Si une consommation accrue possède un impact plus important sur l’environnement, dans quelle mesure la croissance économique et la durabilité écologique peuvent-elles faire bon ménage?
La croissance économique et la durabilité écologique ne sont pas compatibles. Le discours sur la croissance verte me semble n’être qu’un calmant néolibéral édulcoré, comme beaucoup d’autres slogans qui entourent le monde merveilleux et gagnant-gagnant lié à ce courant de pensée. L’engagement ne doit pas nécessairement être douloureux, mais on ne peut pas ignorer les valeurs fondamentales.
Supposons que tout soit produit dans le cadre d’une économie circulaire. Pourrions-nous continuer à consommer autant?
Personne ne veut l’admettre, mais nous devons changer nos habitudes de consommation si nous voulons vivre dans un monde véritablement durable. L’idée d’une économie circulaire n’est pas fondamentalement mauvaise, mais elle ne s’attaque pas aux problèmes à la racine. Elle se contente d’optimisations timides au sein du capitalisme, sans remettre en question le système lui-même grâce à une réflexion fondamentalement différente.

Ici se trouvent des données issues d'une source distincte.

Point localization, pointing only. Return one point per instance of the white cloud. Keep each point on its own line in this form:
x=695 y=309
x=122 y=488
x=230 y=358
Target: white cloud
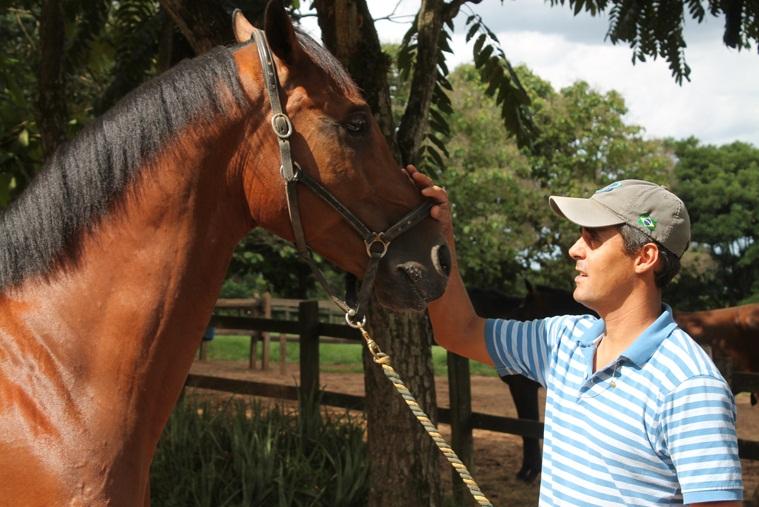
x=719 y=105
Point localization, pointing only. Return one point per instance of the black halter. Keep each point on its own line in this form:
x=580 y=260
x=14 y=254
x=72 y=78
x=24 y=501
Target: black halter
x=376 y=243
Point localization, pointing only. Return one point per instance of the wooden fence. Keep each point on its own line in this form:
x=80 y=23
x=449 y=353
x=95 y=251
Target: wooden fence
x=310 y=329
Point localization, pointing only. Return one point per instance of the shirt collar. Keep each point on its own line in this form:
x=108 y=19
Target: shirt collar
x=644 y=345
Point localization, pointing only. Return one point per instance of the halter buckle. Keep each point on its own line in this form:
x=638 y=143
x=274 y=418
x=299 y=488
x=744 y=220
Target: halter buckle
x=378 y=238
x=281 y=125
x=295 y=175
x=354 y=324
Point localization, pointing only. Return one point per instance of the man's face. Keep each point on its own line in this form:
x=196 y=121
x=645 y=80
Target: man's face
x=606 y=273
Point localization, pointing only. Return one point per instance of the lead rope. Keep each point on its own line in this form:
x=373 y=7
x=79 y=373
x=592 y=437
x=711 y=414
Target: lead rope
x=383 y=360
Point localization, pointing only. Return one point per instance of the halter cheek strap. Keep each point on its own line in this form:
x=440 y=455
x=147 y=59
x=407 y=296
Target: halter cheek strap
x=376 y=243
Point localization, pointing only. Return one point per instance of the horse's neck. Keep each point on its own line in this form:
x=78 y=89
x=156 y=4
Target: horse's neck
x=118 y=328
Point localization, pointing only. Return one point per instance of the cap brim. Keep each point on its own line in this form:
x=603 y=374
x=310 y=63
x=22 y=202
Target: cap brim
x=584 y=212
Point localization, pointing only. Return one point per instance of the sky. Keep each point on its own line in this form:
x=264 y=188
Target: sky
x=719 y=105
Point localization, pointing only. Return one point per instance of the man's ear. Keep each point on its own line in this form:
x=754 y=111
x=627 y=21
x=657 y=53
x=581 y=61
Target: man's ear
x=647 y=258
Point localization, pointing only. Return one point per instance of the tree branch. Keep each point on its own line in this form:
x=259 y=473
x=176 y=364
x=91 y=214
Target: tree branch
x=415 y=117
x=51 y=105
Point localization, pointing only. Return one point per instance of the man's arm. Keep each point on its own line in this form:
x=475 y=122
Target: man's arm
x=456 y=325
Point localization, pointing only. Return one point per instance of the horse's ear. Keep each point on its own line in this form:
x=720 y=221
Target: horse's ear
x=280 y=32
x=241 y=26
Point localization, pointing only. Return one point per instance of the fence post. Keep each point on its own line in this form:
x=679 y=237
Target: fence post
x=265 y=342
x=282 y=354
x=460 y=398
x=308 y=318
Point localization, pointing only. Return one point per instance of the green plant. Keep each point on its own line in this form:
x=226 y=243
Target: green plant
x=238 y=453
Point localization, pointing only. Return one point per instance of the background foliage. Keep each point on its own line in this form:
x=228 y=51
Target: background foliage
x=568 y=141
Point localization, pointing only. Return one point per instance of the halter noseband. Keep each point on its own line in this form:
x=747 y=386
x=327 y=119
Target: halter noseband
x=376 y=243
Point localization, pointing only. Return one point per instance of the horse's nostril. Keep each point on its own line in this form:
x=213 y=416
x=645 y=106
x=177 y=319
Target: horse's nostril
x=441 y=259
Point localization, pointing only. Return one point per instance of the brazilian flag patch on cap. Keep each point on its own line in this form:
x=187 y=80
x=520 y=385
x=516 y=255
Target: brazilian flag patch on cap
x=648 y=222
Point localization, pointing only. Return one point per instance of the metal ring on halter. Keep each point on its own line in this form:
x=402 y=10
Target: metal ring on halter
x=288 y=124
x=297 y=170
x=355 y=325
x=377 y=238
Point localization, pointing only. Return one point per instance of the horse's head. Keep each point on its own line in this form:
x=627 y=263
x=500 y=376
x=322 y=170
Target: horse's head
x=338 y=144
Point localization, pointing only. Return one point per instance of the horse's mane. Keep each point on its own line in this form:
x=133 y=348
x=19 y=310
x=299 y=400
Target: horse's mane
x=84 y=177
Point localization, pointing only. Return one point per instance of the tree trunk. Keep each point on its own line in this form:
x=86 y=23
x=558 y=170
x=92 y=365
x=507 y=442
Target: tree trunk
x=403 y=460
x=52 y=110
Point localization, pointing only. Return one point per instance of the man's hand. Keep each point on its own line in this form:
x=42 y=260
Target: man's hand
x=440 y=212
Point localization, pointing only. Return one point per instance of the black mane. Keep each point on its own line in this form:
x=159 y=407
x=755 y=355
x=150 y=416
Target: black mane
x=82 y=180
x=84 y=177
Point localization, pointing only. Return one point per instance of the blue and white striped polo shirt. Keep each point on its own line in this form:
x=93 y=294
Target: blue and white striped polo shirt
x=660 y=432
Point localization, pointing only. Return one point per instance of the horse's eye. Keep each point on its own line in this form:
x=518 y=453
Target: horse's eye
x=357 y=124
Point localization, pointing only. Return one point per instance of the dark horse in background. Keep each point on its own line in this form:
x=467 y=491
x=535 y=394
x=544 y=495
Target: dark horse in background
x=540 y=302
x=111 y=262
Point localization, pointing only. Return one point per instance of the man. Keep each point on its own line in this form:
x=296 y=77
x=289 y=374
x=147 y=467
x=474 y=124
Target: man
x=636 y=413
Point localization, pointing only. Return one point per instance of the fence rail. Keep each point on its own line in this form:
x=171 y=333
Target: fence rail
x=461 y=418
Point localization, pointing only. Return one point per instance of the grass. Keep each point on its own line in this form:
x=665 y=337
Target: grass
x=333 y=357
x=237 y=453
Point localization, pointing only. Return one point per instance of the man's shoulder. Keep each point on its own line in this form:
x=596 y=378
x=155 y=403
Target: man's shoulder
x=683 y=359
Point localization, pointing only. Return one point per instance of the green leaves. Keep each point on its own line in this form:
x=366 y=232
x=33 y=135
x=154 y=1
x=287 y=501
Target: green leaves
x=720 y=187
x=655 y=29
x=502 y=82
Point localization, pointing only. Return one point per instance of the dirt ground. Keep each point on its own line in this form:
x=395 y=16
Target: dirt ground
x=497 y=456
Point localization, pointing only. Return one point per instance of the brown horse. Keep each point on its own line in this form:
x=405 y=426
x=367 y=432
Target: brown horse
x=110 y=263
x=731 y=332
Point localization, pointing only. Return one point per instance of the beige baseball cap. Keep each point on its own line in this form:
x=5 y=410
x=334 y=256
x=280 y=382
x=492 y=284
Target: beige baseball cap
x=648 y=207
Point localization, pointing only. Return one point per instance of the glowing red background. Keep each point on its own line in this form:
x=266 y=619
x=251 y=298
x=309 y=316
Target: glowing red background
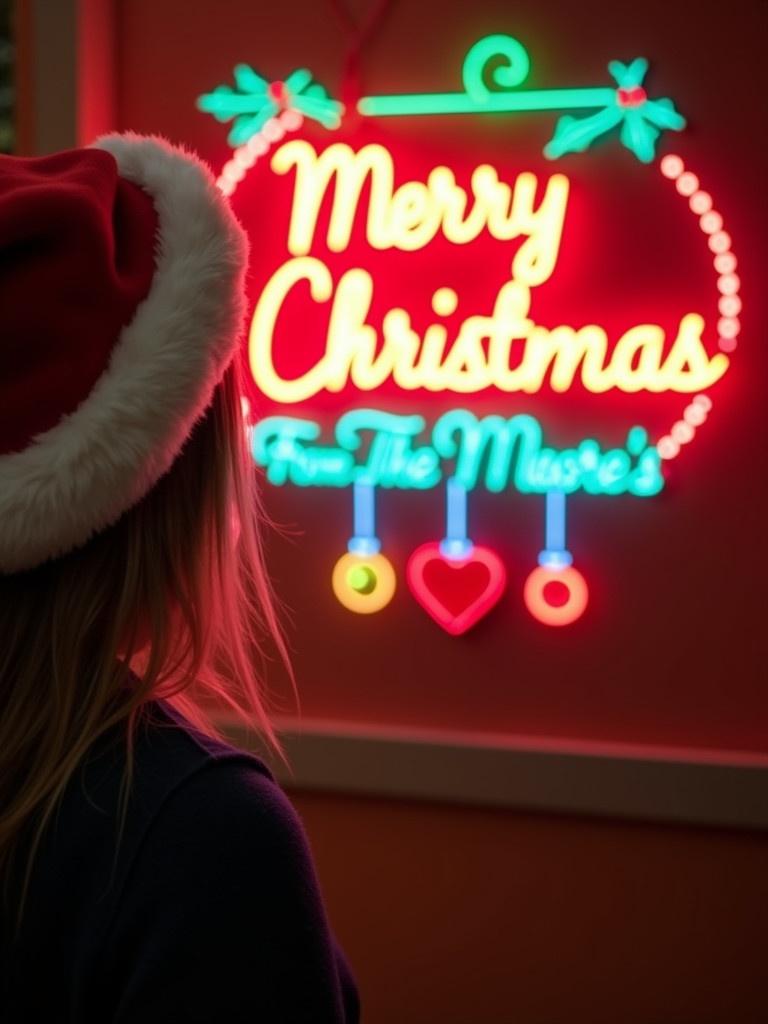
x=673 y=647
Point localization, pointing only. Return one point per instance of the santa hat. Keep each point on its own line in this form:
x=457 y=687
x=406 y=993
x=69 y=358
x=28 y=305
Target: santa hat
x=121 y=305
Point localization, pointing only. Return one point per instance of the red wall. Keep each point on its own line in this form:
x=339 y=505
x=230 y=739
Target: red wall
x=673 y=645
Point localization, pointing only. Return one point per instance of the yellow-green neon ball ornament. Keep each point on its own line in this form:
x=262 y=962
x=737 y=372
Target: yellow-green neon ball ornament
x=364 y=583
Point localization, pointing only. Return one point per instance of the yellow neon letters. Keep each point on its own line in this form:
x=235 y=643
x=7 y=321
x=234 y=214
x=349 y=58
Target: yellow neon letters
x=410 y=216
x=355 y=353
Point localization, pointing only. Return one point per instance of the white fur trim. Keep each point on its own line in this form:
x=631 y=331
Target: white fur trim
x=80 y=476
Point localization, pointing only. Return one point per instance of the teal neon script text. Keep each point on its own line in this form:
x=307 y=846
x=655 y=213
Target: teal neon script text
x=498 y=453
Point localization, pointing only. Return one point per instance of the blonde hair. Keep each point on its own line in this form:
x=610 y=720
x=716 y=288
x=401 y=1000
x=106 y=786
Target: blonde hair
x=175 y=590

Quel est le levier le plus important pour chacun d’entre nous afin de contribuer à une économie plus durable?
Chaque personne, chaque entreprise, chaque organisation a une «sphère d’influence» qui lui permet de contribuer au développement durable. Il peut s’agir de la consommation individuelle, de l’enseignement à l’école, ou encore, dans d’autres circonstances, de l’influence sur les fournisseurs, les partenaires de coopération ou la politique. Chacun peut et doit donc agir si l’avenir du monde lui tient à cœur.
Vous-même, que faites-vous en faveur de cet avenir?
Je considère que ma modeste tâche consiste à effectuer quelques travaux de tri et à remettre en question de temps à autre les modes de pensée trop figés. Si j’incite ici et là des gens à sortir des sentiers battus, alors je fais mon travail, car tout change quand on réfléchit!